C’è un’ultima frase con la quale Gesù chiosa il Vangelo di questa domenica: «quando sarò innalzato da terra, attirerò tutti a me». Lo aveva già accennato domenica scorsa a Nicodemo che era tutta una questione di altezze, di quote, di verticalità. Ora dice che quell’altezza è una calamita, il punto più alto della storia umana, il baricentro della storia dell’universo che risucchia chiunque vi posi lo sguardo. Non è solo la sintesi di Dio, ma ha la pretesa di essere la soluzione all’enigma uomo. Il verbo attirare attribuito ad un soggetto crocifisso, impotente e indifeso è verbo di mitezza, di testimonianza, di promessa che lascia il cuore libero di accogliere o rifiutare. Non è per niente attraente il Crocifisso: «non ha apparenza né bellezza per attirare i nostri sguardi, non splendore per poterci piacere» (Is 53,2). Eppure, c’è una strana bellezza nascosta dietro la Croce. Essa è la scelta di Dio di mettersi sulle tracce dell’uomo fin nella conclusione di ogni sua storia: la morte. Dio prende la stessa direzione dell’uomo, va a finire dove finisce il passaggio terreno di ogni uomo, obbedisce alla stessa storia dell’uomo. Non è più il Dio delle guarigioni, delle parole sapienti e dei segni forti a far scattare in me la torsione del viso verso il Crocifisso. Ma è la certezza che dietro quella Croce c’è il segreto della vita di Dio, che è lo stesso segreto della mia vita. Questo segreto si chiama Pasqua. Ed era già nascosto in ogni chicco di grano, ma non avevo mica capito che corrispondeva al segreto di ogni nostra vita.

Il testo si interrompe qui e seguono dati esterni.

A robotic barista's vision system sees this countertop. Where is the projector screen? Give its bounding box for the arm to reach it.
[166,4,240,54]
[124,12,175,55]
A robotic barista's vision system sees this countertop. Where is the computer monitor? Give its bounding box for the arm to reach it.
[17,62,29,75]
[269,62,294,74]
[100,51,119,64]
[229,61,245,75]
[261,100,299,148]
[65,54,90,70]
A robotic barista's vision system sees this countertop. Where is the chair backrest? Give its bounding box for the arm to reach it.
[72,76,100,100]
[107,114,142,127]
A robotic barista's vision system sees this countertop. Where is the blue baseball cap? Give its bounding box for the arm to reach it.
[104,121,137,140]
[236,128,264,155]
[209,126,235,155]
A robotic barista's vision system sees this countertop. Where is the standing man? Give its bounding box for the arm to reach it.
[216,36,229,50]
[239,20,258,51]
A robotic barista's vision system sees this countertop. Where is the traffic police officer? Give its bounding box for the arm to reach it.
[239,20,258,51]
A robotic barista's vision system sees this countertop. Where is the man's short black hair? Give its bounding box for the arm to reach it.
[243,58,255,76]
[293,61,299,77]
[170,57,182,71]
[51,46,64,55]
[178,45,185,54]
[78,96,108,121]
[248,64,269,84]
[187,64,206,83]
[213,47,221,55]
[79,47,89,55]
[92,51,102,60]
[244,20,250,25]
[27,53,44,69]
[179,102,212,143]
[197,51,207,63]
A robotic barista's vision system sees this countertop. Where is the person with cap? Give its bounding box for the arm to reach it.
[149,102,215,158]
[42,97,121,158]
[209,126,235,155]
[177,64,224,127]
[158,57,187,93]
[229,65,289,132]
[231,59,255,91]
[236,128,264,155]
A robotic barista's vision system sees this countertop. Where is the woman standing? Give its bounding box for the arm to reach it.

Sentiamo poi come Ireneo di Lione in unico abbraccio eucaristico mette insieme morte e vita eterna, vite e grano, corpo di Cristo e corpo di ogni uomo: «Come il legno della vite, dopo essere stato deposto nella terra, porta frutto a suo tempo, e il chicco di grano caduto in terra e dissolto, risorge moltiplicato dallo Spirito di Dio che contiene tutte le cose; e tali cose poi divengono eucaristia, cioè il corpo e il sangue di Cristo; così anche i nostri corpi, nutriti da questa eucaristia, deposti in terra e ivi dissolti, risusciteranno a loro tempo, quando il Verbo di Dio donerà la risurrezione a gloria di Dio Padre: egli che pone l’immortalità intorno a ciò che è mortale, e dona gratuitamente l’incorruttibilità a ciò che è corruttibile, perché la potenza di Dio si manifesta nella debolezza».


don Giammaria Canu



G. Morgese, Il seme (2010). L’arte povera che sintetizza la promessa di verticalità umana racchiusa nella parabola del chicco di grano.